# Integral arising in estimation of discrete series

1. Apr 28, 2008

### CRGreathouse

I'm trying to solve
$$f(t;a,b)=\int_a^b\sqrt{t-x^3}dx$$
or find a good estimate for it. The problem is 'nice', and so various niceness assumptions apply: $0\le a\le b\le t$ -- and if other assumptions are needed, they probably hold. :D

An example of a bad estimate would be $(b-a)\sqrt{t-a^3}$ -- I'm looking for a better, or ideally a tractable closed-form version. Mathematica gives a complicated form that seems to be concerned mostly with the case that $x^3>t$ which will not be the case here.

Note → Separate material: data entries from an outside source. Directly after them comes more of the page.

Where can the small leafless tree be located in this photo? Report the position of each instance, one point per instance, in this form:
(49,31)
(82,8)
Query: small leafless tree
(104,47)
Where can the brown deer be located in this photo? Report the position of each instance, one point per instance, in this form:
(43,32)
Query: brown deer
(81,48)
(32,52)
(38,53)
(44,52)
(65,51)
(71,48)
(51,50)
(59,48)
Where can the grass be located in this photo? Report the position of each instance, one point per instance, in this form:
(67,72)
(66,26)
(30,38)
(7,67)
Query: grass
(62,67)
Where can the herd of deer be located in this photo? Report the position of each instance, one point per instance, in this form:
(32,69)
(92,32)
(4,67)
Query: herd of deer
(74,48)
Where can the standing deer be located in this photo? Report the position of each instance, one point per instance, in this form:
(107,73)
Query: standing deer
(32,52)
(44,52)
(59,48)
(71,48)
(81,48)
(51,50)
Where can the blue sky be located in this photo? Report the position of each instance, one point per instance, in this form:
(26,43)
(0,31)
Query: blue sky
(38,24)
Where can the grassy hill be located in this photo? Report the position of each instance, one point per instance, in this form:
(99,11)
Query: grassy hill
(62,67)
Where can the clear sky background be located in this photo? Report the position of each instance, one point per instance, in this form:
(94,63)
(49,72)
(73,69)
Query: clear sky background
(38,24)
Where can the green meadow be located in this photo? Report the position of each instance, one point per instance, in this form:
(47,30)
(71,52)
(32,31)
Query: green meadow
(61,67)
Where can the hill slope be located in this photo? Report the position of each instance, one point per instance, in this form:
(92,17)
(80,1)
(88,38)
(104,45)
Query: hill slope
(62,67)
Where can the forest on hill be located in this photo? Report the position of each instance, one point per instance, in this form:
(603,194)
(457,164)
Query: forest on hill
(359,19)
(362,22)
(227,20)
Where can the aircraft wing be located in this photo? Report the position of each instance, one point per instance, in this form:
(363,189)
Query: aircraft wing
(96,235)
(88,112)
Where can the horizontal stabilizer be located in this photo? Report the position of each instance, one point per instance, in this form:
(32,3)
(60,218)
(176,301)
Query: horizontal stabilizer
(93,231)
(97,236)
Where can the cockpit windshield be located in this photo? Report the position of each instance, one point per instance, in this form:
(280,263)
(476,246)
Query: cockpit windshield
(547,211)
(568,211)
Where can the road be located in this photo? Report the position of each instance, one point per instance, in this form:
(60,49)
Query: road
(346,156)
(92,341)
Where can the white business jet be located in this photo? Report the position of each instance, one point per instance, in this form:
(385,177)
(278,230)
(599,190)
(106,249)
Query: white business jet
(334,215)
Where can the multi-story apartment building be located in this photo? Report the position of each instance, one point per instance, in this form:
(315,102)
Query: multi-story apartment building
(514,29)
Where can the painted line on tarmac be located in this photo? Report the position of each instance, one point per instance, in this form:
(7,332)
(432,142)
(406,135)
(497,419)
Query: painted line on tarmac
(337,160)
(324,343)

If it helps, a will be 'close' to 0 and b will be close to t.

2. Apr 29, 2008

### CRGreathouse

Failing a closed solution, any thoughts on a good estimate? Any fans of systems other than Mathematica want to test this integral?

3. Apr 29, 2008

### CRGreathouse

Playing around with it a bit, it looks like

$$\int_0^{t^3}\sqrt{t^3-x^3}dx=\frac{\Gamma(4/3)}{\Gamma(11/6)}\sqrt{t^5\pi}$$

4. May 1, 2008

### Gib Z

Simpson's rule gives:

$$\int^b_0 \sqrt{b^3 - x^3} dx \approx \frac{b}{6} \left( \sqrt{b^3} + 4\sqrt{\frac{7b^3}{8} \right)$$. Should be reasonable? Which reminds me, I think you meant t instead of t^3 as your upper bound in your last post.